Kind thoughts and a good life had fashioned his happy countenance which always beamed with smiles. For sixty years he preached the gospel, and was always in labours most abundant. He was planned almost as much as the ministers and was always welcome. He never neglected appointments for distance or weather. He would say, “My old body didn’t want to come to-day, but I made it.” I have seen him stand, with tears streaming down his face as he spoke of the love of Christ and the sweetness of His service. He was old in years but young in heart. He might be seen in the Christian Endeavour meeting in later years, delightedly beaming encouragement, no hindrance, but a help to the youngest and most timid of them all.

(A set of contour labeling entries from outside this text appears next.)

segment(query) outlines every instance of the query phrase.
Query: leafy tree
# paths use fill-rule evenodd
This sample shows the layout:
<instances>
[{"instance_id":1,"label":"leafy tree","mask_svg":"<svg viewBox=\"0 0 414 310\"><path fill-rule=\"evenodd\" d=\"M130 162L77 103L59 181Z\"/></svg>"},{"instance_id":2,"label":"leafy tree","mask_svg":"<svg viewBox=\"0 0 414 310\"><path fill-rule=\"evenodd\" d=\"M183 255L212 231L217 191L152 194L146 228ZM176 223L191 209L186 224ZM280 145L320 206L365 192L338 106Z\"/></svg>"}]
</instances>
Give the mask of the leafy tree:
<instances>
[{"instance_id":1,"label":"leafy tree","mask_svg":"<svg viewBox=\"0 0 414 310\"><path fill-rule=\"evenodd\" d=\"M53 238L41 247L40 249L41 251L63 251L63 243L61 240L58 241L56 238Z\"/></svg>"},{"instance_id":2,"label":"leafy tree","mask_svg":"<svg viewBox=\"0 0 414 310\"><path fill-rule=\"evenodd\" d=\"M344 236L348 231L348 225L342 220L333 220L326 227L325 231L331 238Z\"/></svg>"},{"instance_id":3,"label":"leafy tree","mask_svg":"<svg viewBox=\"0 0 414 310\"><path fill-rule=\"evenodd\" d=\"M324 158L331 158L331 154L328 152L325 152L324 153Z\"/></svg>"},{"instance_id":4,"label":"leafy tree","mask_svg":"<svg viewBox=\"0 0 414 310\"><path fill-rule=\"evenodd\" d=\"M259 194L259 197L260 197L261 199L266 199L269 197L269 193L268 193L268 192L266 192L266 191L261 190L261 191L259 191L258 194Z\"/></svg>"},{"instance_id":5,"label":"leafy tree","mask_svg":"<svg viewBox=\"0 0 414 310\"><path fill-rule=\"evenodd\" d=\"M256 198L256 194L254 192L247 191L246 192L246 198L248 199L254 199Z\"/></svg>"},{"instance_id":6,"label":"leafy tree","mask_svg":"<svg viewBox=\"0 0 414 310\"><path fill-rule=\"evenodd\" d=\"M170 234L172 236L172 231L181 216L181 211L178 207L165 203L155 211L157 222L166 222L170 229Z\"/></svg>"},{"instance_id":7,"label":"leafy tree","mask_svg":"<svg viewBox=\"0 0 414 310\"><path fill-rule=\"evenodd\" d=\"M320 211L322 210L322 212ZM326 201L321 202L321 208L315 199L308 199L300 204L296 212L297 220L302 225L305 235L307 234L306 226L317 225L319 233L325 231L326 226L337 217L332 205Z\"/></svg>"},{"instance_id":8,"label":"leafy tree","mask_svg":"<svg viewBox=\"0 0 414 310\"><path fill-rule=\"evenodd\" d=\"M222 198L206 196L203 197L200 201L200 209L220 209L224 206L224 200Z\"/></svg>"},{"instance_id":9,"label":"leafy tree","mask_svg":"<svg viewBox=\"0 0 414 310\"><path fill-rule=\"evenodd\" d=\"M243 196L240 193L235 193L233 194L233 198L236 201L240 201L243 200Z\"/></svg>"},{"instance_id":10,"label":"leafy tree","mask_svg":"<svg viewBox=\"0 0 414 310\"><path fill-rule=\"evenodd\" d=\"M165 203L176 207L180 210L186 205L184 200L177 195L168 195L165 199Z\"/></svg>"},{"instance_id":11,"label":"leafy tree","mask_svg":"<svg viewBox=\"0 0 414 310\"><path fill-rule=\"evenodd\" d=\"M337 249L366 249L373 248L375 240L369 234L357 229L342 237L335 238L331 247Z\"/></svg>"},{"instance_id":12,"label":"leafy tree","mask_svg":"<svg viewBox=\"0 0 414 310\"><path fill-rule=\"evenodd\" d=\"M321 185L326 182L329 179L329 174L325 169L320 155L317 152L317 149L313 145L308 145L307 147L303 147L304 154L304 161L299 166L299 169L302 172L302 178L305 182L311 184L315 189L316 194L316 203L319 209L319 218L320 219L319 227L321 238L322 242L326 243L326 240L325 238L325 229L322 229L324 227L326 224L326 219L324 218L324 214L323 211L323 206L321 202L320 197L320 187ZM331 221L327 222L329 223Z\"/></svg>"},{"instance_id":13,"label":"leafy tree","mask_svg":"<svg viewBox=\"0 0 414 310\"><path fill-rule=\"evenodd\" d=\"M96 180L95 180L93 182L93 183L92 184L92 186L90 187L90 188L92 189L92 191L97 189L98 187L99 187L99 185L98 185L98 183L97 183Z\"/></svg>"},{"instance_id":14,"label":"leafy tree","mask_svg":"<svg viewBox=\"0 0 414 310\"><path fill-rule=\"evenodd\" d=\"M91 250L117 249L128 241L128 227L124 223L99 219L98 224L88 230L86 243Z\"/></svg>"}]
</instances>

Yes! Dr. Rendel Harris is right. Primitive Methodism was lowly in its origins; it shares that reproach with Christianity itself, but it has abundantly enriched the annals of grace in its hundred years of history. I have little patience with the men and women whose families have risen socially through its agency, and who now find that it is not sufficiently respectable for them. They are flunkeys, not worthy to carry the shoes of the saints and heroes whose faith and toil, and self-denial built up the church. It is for us, their children, “to draw their mantles o’er us, that have fallen in our way,” and with our greater advantages, and also our more complex problems, to do our work as loyally as they did theirs, with the same courage, cheerfulness, unselfishness, and unwavering faith in God.